What is the original slope and parallel slope?
(0, -7), (4, -3)
To find the slope of the line passing through the points (0, -7) and (4, -3), we can use the formula:
Slope = (change in y) / (change in x)
Using the coordinates of the two points:
Slope = (-3 - (-7)) / (4 - 0)
= (-3 + 7) / 4
= 4 / 4
= 1
Therefore, the original slope of the line passing through these two points is 1.
The parallel slope is the same as the original slope. So, the parallel slope for this line is also 1.
To find the original slope, you can use the formula:
slope = (change in y) / (change in x)
Given the points (0, -7) and (4, -3), we can find the change in y and change in x:
Change in y = -3 - (-7) = -3 + 7 = 4
Change in x = 4 - 0 = 4
Therefore, the original slope is:
slope = 4 / 4 = 1
To find the parallel slope, we know that parallel lines have the same slope.

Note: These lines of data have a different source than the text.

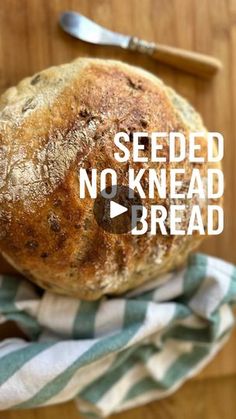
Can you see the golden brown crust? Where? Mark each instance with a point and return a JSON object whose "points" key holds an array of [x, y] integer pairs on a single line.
{"points": [[51, 125]]}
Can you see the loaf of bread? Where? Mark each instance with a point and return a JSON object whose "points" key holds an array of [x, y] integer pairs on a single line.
{"points": [[56, 122]]}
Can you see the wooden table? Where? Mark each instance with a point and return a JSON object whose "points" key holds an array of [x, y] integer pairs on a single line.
{"points": [[31, 40]]}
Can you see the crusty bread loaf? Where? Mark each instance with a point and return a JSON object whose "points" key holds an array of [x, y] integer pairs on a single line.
{"points": [[54, 123]]}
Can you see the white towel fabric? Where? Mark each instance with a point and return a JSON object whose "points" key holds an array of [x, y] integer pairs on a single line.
{"points": [[117, 352]]}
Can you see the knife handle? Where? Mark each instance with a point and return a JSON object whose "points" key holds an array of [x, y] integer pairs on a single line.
{"points": [[192, 62]]}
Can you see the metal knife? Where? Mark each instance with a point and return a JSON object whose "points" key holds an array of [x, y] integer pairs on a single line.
{"points": [[86, 30]]}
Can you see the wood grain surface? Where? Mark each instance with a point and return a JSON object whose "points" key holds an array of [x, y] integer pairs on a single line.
{"points": [[30, 40]]}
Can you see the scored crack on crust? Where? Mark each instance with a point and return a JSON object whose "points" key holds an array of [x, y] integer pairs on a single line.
{"points": [[58, 121]]}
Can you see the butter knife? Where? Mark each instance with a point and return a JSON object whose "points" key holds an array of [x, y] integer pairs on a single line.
{"points": [[86, 30]]}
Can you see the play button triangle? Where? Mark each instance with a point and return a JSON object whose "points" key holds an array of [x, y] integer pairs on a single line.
{"points": [[116, 209]]}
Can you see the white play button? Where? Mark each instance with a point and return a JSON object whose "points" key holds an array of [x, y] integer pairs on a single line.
{"points": [[116, 209]]}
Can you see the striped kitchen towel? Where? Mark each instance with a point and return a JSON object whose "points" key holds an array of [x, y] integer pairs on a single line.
{"points": [[117, 352]]}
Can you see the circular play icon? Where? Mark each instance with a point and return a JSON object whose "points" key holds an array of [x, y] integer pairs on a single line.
{"points": [[113, 209]]}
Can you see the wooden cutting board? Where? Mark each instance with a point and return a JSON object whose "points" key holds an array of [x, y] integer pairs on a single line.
{"points": [[31, 40]]}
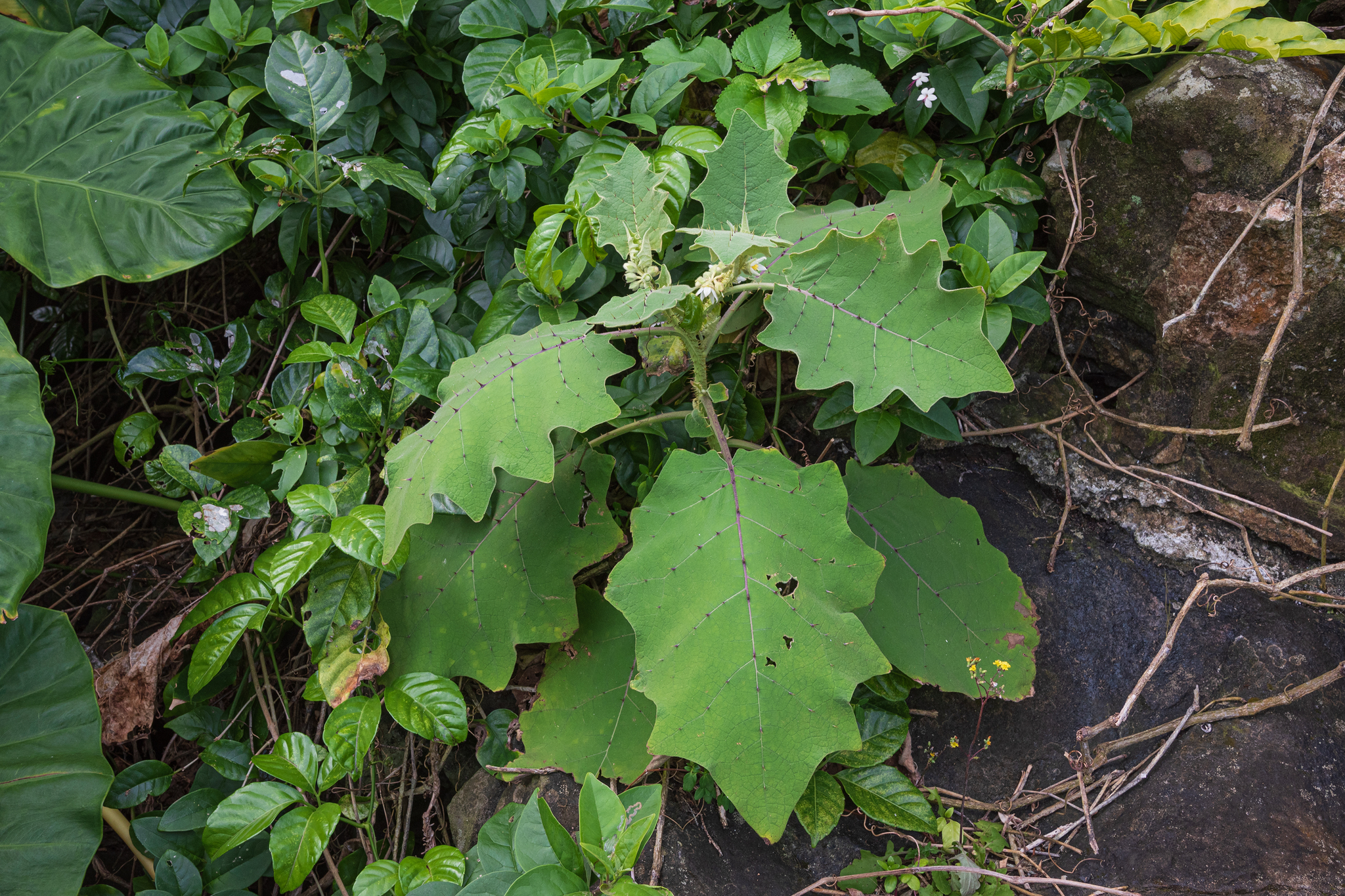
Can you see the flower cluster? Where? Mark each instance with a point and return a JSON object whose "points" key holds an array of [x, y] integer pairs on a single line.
{"points": [[712, 284], [927, 95], [640, 269]]}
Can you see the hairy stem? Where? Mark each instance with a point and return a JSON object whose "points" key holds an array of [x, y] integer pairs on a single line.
{"points": [[623, 430]]}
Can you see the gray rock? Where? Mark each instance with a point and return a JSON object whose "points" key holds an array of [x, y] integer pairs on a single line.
{"points": [[472, 806], [1211, 139], [1251, 806]]}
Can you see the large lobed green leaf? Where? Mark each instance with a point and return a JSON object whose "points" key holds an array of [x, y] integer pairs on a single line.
{"points": [[26, 442], [499, 409], [745, 181], [53, 775], [739, 587], [471, 591], [93, 158], [630, 202], [947, 593], [862, 310], [586, 716], [919, 217]]}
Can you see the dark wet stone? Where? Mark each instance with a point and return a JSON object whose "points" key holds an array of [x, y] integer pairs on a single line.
{"points": [[1248, 807]]}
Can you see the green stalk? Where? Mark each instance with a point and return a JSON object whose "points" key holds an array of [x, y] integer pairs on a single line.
{"points": [[101, 490], [318, 179], [775, 418]]}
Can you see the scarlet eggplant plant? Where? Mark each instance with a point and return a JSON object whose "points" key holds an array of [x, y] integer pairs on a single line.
{"points": [[581, 223]]}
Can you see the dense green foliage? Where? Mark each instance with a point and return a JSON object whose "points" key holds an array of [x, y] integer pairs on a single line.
{"points": [[592, 219]]}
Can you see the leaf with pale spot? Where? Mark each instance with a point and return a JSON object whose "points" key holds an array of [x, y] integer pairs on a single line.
{"points": [[499, 409], [865, 312], [946, 593], [471, 591], [739, 587]]}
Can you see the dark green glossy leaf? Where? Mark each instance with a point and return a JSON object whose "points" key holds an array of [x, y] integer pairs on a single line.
{"points": [[294, 759], [943, 585], [474, 590], [231, 758], [27, 444], [136, 784], [888, 797], [245, 813], [105, 195], [232, 591], [282, 566], [354, 395], [428, 706], [309, 81], [53, 774], [298, 843]]}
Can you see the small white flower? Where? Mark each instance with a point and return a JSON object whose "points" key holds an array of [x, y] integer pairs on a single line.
{"points": [[217, 517]]}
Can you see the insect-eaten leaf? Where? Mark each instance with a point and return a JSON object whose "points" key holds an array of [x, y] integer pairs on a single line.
{"points": [[471, 591], [739, 586]]}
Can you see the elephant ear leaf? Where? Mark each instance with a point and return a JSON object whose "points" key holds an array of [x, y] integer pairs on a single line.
{"points": [[745, 181], [586, 716], [739, 586], [104, 196], [53, 773], [26, 489]]}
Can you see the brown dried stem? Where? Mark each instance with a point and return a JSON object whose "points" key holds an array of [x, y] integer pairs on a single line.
{"points": [[1327, 509], [1238, 242], [852, 11], [1250, 708], [1064, 515], [1009, 879], [1176, 729], [1118, 719], [1296, 293]]}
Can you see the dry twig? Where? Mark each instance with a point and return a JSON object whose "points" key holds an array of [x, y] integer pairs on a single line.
{"points": [[1118, 719], [1296, 293]]}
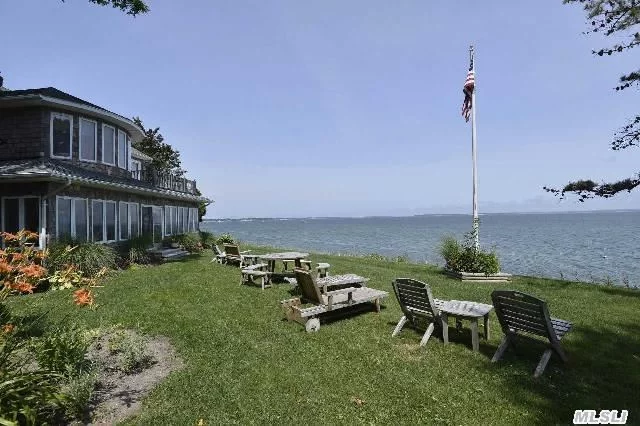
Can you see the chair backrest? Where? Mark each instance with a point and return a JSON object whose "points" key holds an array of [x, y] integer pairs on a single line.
{"points": [[308, 287], [518, 311], [415, 298], [232, 250]]}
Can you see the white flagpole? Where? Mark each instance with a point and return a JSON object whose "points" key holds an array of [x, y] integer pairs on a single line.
{"points": [[473, 153]]}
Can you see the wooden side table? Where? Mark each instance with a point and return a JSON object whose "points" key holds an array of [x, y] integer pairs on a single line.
{"points": [[471, 311]]}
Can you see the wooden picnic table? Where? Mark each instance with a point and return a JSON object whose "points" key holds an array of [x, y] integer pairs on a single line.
{"points": [[471, 311], [271, 259], [346, 280]]}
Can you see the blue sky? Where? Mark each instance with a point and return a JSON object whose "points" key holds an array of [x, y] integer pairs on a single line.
{"points": [[289, 108]]}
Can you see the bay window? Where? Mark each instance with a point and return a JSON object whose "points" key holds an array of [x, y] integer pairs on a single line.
{"points": [[88, 139], [71, 218], [123, 150], [103, 220], [108, 145], [60, 133]]}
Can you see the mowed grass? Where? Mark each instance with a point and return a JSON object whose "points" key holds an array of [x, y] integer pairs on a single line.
{"points": [[245, 365]]}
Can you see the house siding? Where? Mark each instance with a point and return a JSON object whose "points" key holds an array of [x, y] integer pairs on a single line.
{"points": [[24, 133], [75, 145]]}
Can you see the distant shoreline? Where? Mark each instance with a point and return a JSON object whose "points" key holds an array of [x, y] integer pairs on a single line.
{"points": [[424, 215]]}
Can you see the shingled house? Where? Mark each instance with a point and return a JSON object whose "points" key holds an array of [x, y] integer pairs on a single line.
{"points": [[67, 167]]}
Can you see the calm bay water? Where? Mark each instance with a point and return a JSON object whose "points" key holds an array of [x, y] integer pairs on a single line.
{"points": [[590, 246]]}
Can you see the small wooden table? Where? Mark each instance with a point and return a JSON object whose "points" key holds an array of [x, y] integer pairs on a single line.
{"points": [[271, 259], [345, 280], [465, 310]]}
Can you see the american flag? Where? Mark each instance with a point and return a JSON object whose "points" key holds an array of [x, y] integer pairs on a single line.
{"points": [[469, 86]]}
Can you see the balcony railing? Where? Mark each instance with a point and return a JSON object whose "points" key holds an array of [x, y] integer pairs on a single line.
{"points": [[165, 180]]}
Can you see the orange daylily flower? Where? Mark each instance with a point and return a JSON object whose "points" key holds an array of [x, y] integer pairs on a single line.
{"points": [[83, 297], [8, 328], [5, 268], [24, 287], [33, 271]]}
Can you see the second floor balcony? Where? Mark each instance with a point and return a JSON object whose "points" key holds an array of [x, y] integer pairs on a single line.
{"points": [[165, 180]]}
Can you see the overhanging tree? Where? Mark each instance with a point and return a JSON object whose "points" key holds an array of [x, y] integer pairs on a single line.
{"points": [[165, 157], [621, 19], [131, 7]]}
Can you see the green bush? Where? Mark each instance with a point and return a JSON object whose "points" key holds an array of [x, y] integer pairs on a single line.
{"points": [[189, 242], [62, 350], [207, 239], [226, 239], [135, 249], [89, 258], [464, 257]]}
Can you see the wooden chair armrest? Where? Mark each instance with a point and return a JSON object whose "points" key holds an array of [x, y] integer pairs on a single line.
{"points": [[341, 291]]}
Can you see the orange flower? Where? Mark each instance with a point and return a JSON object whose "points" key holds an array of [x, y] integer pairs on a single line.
{"points": [[24, 287], [5, 268], [83, 297], [17, 257], [33, 271]]}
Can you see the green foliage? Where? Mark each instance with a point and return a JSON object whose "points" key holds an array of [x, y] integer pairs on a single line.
{"points": [[131, 349], [135, 249], [189, 242], [619, 19], [131, 7], [62, 350], [165, 158], [78, 390], [226, 239], [27, 395], [207, 239], [89, 258], [464, 257]]}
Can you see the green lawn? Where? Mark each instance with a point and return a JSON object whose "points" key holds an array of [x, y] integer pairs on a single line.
{"points": [[244, 364]]}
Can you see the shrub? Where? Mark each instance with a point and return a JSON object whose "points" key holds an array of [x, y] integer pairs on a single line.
{"points": [[189, 242], [464, 257], [134, 250], [131, 350], [207, 239], [226, 239], [21, 267], [62, 350], [88, 258]]}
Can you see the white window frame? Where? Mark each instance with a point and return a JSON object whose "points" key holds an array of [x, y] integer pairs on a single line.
{"points": [[139, 219], [167, 220], [115, 139], [73, 216], [95, 140], [123, 162], [21, 212], [127, 205], [69, 117]]}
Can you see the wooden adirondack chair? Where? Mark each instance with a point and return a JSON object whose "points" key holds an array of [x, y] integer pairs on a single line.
{"points": [[522, 313], [233, 255], [417, 304], [325, 302]]}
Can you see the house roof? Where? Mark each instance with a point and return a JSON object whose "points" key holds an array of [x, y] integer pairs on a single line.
{"points": [[56, 170], [55, 97]]}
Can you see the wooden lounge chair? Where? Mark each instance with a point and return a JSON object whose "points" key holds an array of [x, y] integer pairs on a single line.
{"points": [[219, 256], [418, 305], [325, 302], [522, 313], [233, 255], [250, 273], [323, 270]]}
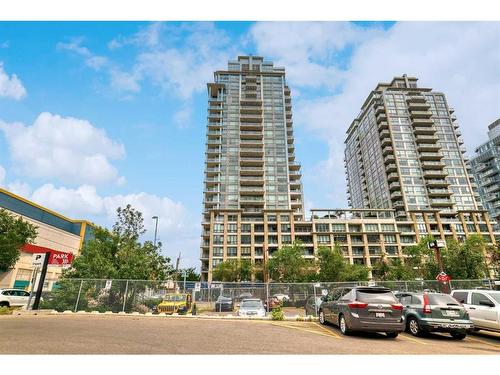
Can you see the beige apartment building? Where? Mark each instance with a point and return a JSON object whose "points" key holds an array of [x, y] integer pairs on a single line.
{"points": [[407, 176]]}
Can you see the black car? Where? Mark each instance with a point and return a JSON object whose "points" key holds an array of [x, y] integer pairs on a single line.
{"points": [[224, 304]]}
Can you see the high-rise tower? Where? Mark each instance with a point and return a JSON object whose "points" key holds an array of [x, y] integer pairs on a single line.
{"points": [[486, 168], [250, 162], [404, 152]]}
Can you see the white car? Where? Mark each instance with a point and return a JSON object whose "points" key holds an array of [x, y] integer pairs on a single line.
{"points": [[13, 297], [483, 307], [252, 307], [282, 297]]}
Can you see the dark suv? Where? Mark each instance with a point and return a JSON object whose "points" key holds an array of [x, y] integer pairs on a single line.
{"points": [[435, 312], [372, 309]]}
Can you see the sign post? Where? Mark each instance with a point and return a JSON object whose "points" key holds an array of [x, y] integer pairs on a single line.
{"points": [[41, 281], [437, 245]]}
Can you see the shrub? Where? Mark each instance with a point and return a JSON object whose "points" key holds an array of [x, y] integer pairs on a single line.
{"points": [[277, 314]]}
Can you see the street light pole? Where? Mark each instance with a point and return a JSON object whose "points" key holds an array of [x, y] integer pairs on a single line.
{"points": [[156, 228]]}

So the parallel slope is also 1.
To determine the original slope of a line passing through two given points, we need to apply the formula:
slope = (y2 - y1) / (x2 - x1)
Here, the given points are (0, -7) and (4, -3).
Substituting the corresponding values into the formula, we get:
slope = (-3 - (-7)) / (4 - 0)
= (-3 + 7) / 4
= 4 / 4
= 1
Hence, the original slope of the line passing through the points (0, -7) and (4, -3) is 1.
Now, to find the parallel slope, we need to understand that parallel lines have the same slope. So, the parallel slope will also be 1.
Therefore, the original slope is 1, and the parallel slope is also 1.